L: I wake up, say a prayer, maybe drink some pineapple juice or coconut water and I just hit it until I get tired, that’s it. Well sometimes, I play Madden cause it’s like a Rubix Cube for me, it’s the challenge of it that gets me going and gets my brain working.
M: (Laughs) Yeah people used to call me a button masher when I played video games but I still beat them all the time.
L: Yeah, video games aren’t really my bag they just work really well at getting my mind off of art. Sometimes I need to get in a different state of mind so I can think about what I need to do next with my art, I can’t do that if I am focused on it 100%, I need part of my mind distracted and that allows me to do what I need to. It’s like how some people have epiphanies in the bathroom, Madden does that for me.
M: Cool, I see what you mean. What sort of subjects are favorite to paint?

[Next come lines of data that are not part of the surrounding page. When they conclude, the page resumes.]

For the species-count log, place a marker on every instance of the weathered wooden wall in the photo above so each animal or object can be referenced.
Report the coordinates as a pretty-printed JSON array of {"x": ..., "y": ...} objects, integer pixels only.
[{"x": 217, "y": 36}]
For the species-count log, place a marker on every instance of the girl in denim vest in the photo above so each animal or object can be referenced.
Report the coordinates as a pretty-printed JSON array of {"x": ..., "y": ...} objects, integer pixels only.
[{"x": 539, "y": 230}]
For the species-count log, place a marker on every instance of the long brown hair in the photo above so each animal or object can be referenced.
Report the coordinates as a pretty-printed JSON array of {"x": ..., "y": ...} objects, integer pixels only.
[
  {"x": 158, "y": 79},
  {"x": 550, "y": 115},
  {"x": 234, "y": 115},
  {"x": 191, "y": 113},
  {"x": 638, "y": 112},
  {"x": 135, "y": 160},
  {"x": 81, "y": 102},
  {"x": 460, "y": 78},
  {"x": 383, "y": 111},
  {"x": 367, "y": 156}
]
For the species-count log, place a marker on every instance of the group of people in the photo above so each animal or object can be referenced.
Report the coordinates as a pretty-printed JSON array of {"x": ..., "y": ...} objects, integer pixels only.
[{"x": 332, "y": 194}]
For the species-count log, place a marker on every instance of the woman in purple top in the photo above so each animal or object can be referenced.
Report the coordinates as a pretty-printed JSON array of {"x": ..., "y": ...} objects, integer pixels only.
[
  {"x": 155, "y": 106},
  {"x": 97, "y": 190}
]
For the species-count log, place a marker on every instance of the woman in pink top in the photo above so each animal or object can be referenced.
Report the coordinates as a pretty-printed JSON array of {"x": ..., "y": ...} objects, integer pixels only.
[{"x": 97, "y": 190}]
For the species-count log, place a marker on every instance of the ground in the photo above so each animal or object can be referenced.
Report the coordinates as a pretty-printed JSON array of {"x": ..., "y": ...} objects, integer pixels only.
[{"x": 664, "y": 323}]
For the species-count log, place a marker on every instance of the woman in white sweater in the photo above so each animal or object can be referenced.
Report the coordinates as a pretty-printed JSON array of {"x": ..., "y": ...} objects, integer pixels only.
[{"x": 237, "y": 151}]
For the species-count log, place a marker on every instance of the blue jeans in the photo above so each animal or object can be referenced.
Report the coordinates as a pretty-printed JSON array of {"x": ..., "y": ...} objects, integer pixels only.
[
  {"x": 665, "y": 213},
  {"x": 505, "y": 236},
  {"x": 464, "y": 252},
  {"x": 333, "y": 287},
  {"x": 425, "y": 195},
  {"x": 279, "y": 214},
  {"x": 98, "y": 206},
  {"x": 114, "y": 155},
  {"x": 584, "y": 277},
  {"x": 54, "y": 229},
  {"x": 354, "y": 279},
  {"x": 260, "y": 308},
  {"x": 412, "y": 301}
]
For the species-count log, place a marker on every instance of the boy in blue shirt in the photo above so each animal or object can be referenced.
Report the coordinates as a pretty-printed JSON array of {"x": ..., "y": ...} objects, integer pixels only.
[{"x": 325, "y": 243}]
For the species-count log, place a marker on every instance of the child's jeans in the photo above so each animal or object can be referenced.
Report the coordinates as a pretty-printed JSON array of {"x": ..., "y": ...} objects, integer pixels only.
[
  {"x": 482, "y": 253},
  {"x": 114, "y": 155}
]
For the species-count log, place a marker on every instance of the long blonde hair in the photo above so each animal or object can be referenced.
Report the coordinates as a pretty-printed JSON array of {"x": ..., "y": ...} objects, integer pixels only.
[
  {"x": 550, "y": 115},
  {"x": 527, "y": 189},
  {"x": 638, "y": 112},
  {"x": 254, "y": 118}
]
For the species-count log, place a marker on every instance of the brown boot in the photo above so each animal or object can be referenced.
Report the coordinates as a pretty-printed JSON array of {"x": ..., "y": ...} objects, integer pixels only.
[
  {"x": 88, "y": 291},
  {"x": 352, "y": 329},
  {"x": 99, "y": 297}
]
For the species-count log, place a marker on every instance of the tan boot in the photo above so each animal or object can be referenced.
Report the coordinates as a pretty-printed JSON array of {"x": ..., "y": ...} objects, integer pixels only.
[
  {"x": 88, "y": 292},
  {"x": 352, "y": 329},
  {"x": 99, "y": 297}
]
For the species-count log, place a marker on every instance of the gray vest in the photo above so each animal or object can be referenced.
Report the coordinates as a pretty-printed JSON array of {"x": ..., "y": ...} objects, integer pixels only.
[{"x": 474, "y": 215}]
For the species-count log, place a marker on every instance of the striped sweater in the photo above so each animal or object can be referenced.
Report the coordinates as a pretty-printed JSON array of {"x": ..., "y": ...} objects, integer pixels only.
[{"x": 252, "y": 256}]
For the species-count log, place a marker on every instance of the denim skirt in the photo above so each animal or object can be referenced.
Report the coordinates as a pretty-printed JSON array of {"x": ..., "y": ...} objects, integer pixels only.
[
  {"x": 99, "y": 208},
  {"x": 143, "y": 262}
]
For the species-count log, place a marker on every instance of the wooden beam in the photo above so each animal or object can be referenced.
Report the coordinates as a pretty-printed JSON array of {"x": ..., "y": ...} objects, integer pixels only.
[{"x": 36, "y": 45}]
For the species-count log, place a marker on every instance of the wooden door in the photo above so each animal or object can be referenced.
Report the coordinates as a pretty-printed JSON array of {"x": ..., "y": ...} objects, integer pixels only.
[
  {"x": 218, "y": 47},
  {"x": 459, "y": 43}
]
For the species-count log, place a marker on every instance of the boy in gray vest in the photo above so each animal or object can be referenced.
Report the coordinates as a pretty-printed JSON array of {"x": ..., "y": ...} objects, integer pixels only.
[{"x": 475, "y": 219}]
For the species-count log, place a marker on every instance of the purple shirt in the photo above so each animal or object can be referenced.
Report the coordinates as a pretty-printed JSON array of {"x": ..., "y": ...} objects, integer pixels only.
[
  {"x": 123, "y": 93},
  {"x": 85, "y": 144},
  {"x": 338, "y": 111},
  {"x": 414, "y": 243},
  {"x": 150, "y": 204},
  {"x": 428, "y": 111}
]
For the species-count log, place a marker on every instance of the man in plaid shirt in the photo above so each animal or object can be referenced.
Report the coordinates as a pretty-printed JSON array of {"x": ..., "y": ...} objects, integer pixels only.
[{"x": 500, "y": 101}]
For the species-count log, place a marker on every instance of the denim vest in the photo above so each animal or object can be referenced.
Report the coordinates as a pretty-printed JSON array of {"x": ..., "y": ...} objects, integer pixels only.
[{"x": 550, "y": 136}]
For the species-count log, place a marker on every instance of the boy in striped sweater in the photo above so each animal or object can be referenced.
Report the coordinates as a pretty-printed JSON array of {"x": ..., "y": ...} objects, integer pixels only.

L: Umm, black people, black experiences, because I think it’s either overlooked, or characterized. It was kinda like the first question you asked me, which was a legit question but it was a broad question being that I know how I look and I know how it is here in this country so it’s a hard question, not based on what you asked but because of how it is so because of that juxtaposition, and because of that which shouldn’t be that complex, I like the black experience you know and not just the bad, good, or in between but just the experience itself. And also I like black experiences because we haven’t yet been 100% accepted as human beings, so we can’t just be tired, we can’t just be happy, because you can’t just exist being black, because you get the cops called on you. It’s always been like that but now it’s getting recorded more. So unfortunately and fortunately it’s my favorite subject.
M: Somebody has to tell those stories so I’m glad it found you because you do it in a really interesting way.
L: Yeah our experiences are human. We get hungry, sad, excited. I am just a human being and I have all those things but our experience hasn’t been 100% accepted yet.
M: Well I have Tourettes so I absolutely relate.
L: Alright cool, you get it then, I just thought you’s a cute chick that keeps winking at me. (Both laugh)
M: Well my final question is null and void then.
L: I want to hear it though.
M: Well it’s about influences.
L: Oh, I know what artist I like though.
M: Ok, name some of your favorite artists.
L: Ok, I like Mode 2. He’s a Parisian graffiti artist, but he’s from Africa and his style to me is just so f****** dope, real dope. And I like Corey Holcomb, he’s a comedian. I also like Albert Einstein, he said creativity is more important that knowledge and I think he’s absolutely right with that one. Oh, and Mike Tyson, cause we’re borne on the same day and we share the same eyebrows. (Both laugh)
M: Thank you so much for taking the time. You’re a good interviewee, Lionel.
After the interview, Lionel, my boyfriend, and I walk outside of the restaurant and chat a bit more. It is clear that Lionel and I share many similar interests and insights. Being the cool, friendly guy he is, he requests to take a photo with my boyfriend as well. They do so and we part ways with Lionel, happy to have met such an intriguing, independent minded individual.